スティーブン・キング / 『書くことについて』(図書館

 小説家スティーブン・キングによる、創作論。 


 キングの本が読みたい、と思って探していたら、創作論が見つかったのです。

 なんと、図書館でも借りられるという。


 さっそく地元の図書館で借りて読む。


 前半は幼少期からデビューまで。

 キング氏も大概だが、兄キングも相当の悪ガキで、コンセントに異物をぶっさして街中を停電させた伝説を持つ。


 中盤は創作論。

「作家になりたかったら、たくさん読んでたくさん書くに限る」

 と、本著で語っていますよー。


 特に描写面は、勉強になるところが多いかと思います。



『ミザリー』のアニーは、端から見れば完璧な異常者。

 髪がボサボサのまま、チョコレートケーキをホールで食う。

 が、本人はいたって正常で、道理をわきまえていると信じています。

 それどころか、自身を

「ゲスな有象無象を相手に孤軍奮闘している英雄」

 とみなしているのですよー。


 何が言いたいかというと、

「異常者を『あの人は異常者だ』などという言葉で片付けるな」

 ということです。


 描写せんかいと。


 ミザリーがいかに怖い小説か、すごくよく分かる描写です。


「優れた小説は、物語で始まりテーマで終わる。
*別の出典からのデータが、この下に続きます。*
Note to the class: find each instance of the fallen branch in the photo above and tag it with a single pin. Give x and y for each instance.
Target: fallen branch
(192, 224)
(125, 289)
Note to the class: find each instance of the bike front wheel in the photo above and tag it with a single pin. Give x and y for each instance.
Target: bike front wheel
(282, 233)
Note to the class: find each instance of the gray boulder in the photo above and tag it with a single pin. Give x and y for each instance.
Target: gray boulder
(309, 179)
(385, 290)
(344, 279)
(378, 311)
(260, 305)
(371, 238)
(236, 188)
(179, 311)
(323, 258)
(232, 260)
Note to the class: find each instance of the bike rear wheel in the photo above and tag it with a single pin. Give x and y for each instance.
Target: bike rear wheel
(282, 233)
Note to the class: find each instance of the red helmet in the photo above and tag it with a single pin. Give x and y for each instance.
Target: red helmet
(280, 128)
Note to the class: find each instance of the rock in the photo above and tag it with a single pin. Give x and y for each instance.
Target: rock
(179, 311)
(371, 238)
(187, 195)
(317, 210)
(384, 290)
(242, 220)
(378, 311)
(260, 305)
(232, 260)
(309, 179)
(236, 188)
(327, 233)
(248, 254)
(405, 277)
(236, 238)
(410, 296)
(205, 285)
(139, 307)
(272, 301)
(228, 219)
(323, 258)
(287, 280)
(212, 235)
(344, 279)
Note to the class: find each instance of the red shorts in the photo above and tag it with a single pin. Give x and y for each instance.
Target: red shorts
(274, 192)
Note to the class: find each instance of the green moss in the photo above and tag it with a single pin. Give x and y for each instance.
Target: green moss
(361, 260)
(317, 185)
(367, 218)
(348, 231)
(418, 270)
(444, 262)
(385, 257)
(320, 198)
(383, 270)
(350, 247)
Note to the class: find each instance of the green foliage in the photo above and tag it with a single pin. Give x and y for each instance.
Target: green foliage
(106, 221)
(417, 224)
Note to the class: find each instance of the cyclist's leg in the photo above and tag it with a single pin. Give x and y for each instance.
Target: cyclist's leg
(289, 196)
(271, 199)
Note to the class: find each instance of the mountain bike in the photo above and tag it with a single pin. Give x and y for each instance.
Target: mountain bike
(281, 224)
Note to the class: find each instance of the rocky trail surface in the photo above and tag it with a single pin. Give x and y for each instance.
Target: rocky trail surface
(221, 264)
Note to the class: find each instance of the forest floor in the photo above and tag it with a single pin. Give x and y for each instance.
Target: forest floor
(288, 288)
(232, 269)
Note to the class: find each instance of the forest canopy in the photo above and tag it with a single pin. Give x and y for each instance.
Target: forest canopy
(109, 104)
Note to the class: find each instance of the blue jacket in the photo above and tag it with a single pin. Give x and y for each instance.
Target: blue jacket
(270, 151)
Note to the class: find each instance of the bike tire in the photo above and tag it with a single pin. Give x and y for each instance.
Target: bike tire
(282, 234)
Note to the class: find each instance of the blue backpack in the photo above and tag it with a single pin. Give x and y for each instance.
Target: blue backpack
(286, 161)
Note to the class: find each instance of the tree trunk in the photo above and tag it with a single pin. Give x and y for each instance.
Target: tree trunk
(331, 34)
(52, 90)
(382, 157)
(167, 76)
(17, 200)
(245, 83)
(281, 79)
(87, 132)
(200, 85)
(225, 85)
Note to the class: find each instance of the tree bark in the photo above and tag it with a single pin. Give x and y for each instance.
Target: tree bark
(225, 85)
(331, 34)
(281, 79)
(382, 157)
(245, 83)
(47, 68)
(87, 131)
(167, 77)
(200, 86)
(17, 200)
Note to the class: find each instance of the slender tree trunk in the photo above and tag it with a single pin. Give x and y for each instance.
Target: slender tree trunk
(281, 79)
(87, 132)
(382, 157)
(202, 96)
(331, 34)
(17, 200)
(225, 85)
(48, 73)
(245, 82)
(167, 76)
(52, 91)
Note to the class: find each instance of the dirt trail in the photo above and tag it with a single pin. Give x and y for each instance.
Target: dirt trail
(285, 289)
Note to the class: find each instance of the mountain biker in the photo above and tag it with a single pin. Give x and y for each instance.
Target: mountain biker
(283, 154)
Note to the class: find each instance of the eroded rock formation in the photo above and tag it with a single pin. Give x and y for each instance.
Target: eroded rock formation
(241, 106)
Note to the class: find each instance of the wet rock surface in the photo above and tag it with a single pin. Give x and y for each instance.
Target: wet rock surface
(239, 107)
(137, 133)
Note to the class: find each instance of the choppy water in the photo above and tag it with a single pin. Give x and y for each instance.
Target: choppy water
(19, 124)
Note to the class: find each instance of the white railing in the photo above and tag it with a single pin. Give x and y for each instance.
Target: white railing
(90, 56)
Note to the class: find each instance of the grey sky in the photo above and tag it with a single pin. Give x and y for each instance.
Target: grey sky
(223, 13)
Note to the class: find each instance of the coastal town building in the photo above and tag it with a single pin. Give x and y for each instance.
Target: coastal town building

逆はない」


 これも、非常に参考になる創作論かと。


 他にも、勉強になる技術がふんだんに詰まっています。



 後半になって、「交通事故に遭って死にかけた話」を。

 キング氏は、交通事故の経験から「何か残したい!」と思って、本著を執筆開始したそうです。

「オレが作ったキャラみたいなヤツに殺されかけたってわけさ」


 という、いかにもキングらしい言い回しも楽しめます。



 精神科医の樺沢紫苑先生も、ご自身のYouTubeにて、

「小説家になりたい人は必読」

 とおっしゃっています。



 この本、実は小説の実習まで行っています。


・自分にきつめのDVをかました配偶者(男女問わず)が、刑務所もしくは精神病棟から脱走。


・懸命な捜索にもかかわらず、居所が分からない。


・玄関のドアがガチャガチャ鳴っている。


 こういったシチュエーションを描写せよ、というもの。


 ご自身のHPで解答を募っているそうですが、英語ばかりだったので断念。

 今やっているかどうかも分からないので。


 とにかく、創作に関する勉強にはきっと役に立つので是非ご一読を。